RARA-AVIS: shooting horses and thieves

From: Robison Michael R CNIN ( Robison_M@crane.navy.mil)
Date: 16 May 2002


hi everybody!

well, i'm back from the big apple! didja miss me? yeah, right. hahaha.

i finished mccoy's _they shoot horses, don't they?_. i could not become interested in the plot (if there was one) or the characters. the girl spent the book doing a sylvia plath "i wish i were dead" routine and in the end he was dumb enough to ruin his life too by helping her out. (this is not a spoiler, incidentally. you know the ending at the very be- ginning.)

mccoy did do a good job of portraying the sense of desperation in the great depression, but i had just finished cain's _postman_, so that wasn't exactly new to me.

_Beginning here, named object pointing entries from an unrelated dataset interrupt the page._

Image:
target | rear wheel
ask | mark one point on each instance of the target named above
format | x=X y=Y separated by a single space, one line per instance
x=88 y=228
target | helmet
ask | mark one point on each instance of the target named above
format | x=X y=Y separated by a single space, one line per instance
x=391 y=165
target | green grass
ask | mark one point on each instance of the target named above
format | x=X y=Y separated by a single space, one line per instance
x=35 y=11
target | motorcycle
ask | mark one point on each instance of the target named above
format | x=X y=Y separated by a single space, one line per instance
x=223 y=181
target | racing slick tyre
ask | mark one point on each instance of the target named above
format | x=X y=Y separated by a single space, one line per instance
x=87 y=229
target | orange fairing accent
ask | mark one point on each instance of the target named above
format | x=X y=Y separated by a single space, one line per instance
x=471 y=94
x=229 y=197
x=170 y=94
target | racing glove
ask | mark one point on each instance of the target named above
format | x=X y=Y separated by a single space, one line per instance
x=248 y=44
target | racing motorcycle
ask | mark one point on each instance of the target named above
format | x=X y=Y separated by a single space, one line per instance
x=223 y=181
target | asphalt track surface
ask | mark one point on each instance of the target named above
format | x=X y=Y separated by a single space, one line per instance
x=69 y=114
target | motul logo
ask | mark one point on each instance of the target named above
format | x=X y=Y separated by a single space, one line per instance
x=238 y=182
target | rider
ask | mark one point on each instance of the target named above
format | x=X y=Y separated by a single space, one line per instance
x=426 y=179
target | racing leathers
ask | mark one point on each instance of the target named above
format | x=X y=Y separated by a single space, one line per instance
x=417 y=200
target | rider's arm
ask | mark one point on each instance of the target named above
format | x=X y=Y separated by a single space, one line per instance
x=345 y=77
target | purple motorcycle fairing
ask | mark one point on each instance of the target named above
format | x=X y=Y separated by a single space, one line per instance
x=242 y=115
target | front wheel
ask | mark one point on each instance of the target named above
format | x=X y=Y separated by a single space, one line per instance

and i just finished up anderson's _thieves like us_. i liked it. good clean prose and excellent, well developed characters. he did a good job of getting inside bowie's head. the dialogue was excellent at portraying the characters. the relationship between keechie and bowie was well written.

my only disappointment (very slight) is that because i knew it was noir, i essentially knew the ending. like mrT recently stated, the genre is predictable.

shifting gears a bit: i got to thinking about that predictability factor and decided that's one of the reasons that harris's
_hannibal_ really rocked. a hardboiled gal like claris going over to the enemy camp is just unheard of. it shook the foundation. i'm glad they fixed it in the movie. ;-)

i just started fearing's _the big clock_. its pretty darned good, but nobody's dead yet.